Мысль эта допекала его уже месяца три — как раз с того момента, когда Иолай плюнул на ноги глашатаю Копрею Пелопиду,[46] с кислой миной возвестившему об окончании службы Геракла микенскому ванакту Эврисфею. Лицемерный трус Копрей попятился, у сопровождавших его солдат сделалось благоразумно-отсутствующее выражение лица (десятнику даже что-то сразу попало в оба глаза), а Алкид с Ификлом оглушительно расхохотались и пошли себе прочь, обняв Иолая с двух сторон за плечи.

Копрей, конечно, не простит… впрочем, плевать.
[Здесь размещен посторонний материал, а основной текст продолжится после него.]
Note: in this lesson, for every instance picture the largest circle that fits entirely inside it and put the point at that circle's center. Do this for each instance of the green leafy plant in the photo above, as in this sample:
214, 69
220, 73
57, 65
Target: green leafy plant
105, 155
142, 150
Тем более что зажравшиеся Микены и без того не понимали, чем обязаны близнецам; для них Геракл был не героем в львиной шкуре и даже в некотором роде не живым существом.

Он был бесплатным наемным работником и символом благосостояния.

Недаром предусмотрительный доходяга Эврисфей даже запретил Гераклу появляться в пределах города — многие считали, что из трусости, но Иолай знал, что это не так, — и общался со своим слугой через Копрея.

Ну а последний никогда не забывал подчеркнуть, кто есть кто.

В смысле — кто здесь глашатай великого ванакта, и кто здесь какой-то там Геракл!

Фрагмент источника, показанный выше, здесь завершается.